Daniel Craig running up walls and through them in the opening scene of CASINO ROYALE (2006) may be the best action scene in the series. There’s no green screen and its realness gives it an immediacy few others have. But another one that is played pretty real is in FOR YOUR EYES ONLY when Roger Moore and Carol Bouquet are dragged behind a boat as shark bait. That’s really them twisting in a number of the underwater shots, and how they escape from certain death is not only believable, it’s exciting and fun.
Pierce Brosnan
No one can top Maurice Binder’s credit sequences, but Daniel Kleiman picked up the mantel brilliantly with GOLDENEYE (1995). His credit sequence there was an elaborately staged montage with leggy models walking on the barrels of guns while Russia’s hierarchical statues crash around them. It’s incredibly dramatic and set the template for the future Bond titles as Kleiman now keeps coming back for more. I can’t wait to see what he does with SKYFALL.
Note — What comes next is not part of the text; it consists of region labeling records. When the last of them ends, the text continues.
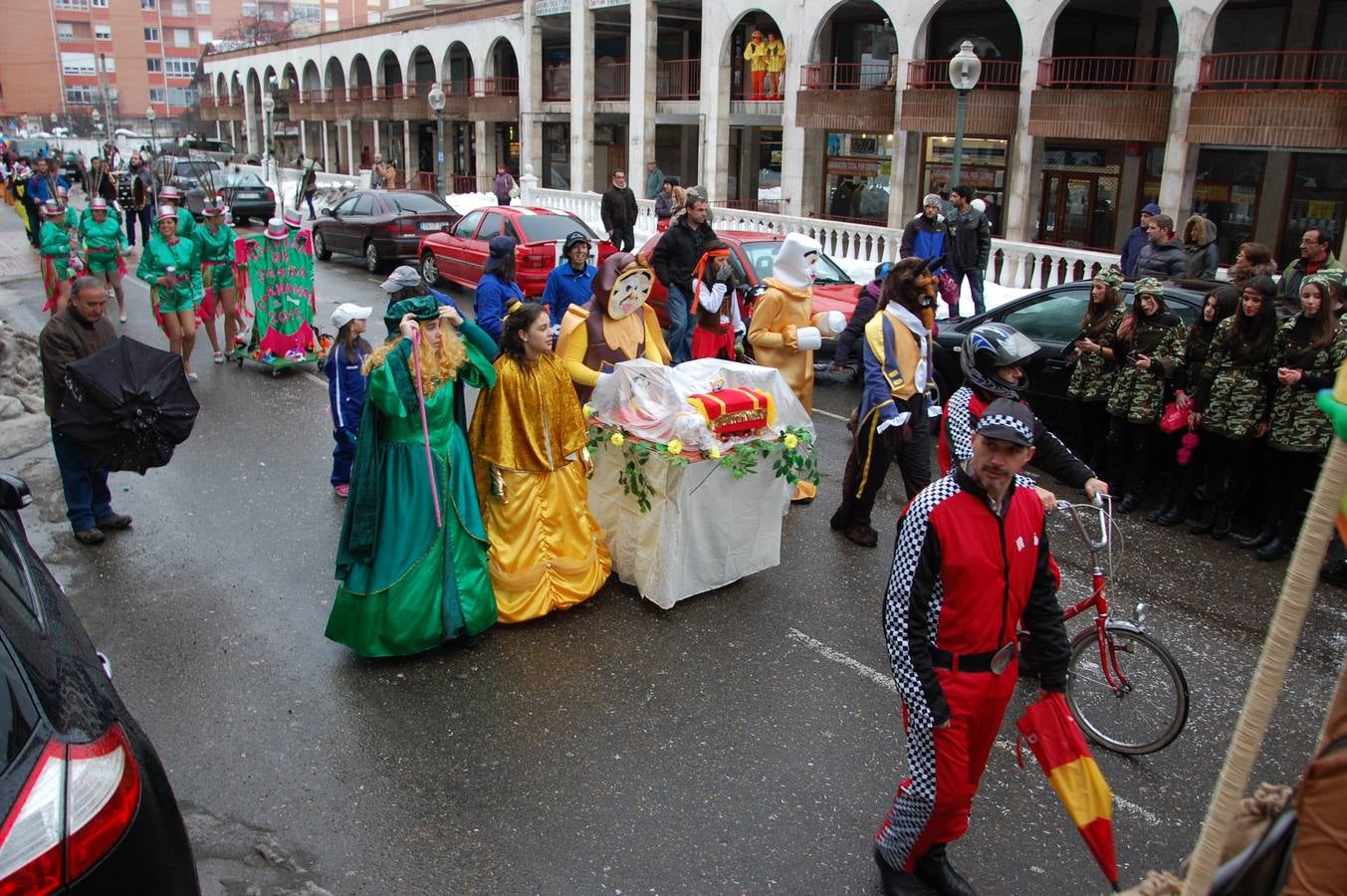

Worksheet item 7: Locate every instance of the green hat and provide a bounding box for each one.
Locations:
[1133,278,1165,297]
[1095,264,1123,290]
[384,295,439,333]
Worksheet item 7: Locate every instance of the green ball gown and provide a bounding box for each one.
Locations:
[326,322,496,656]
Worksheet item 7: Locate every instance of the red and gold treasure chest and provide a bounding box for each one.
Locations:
[687,389,776,438]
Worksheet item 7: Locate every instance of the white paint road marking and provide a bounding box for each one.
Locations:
[786,628,1163,827]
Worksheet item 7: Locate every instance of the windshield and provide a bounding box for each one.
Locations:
[225,171,267,190]
[384,193,453,214]
[741,240,854,286]
[515,214,595,243]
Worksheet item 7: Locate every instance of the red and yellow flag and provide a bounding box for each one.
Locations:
[1015,694,1118,889]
After Bourne and Batman, there was concern that Bond couldn’t compete anymore. Obviously it has, and will continue to do so, as Craig has made the role his own. And they can always reboot the franchise as a Cold War saga, going back to the Ian Fleming origins in the 1950’s. Imagine what a Michael Fassbender could do in the role, with a “Mad Men” cut to his suit and his droll delivery. Or imagine Idris Elba as the first African-American Bond. That rumor has been around for a while now, so we’ll see what happens next.

But no matter, Bond is big. And will continue to be the spy who loved me. And we all love him. Check out some of Bond's unsung best that I've showcased here and I think you’ll love him even more. After all, nobody does it better.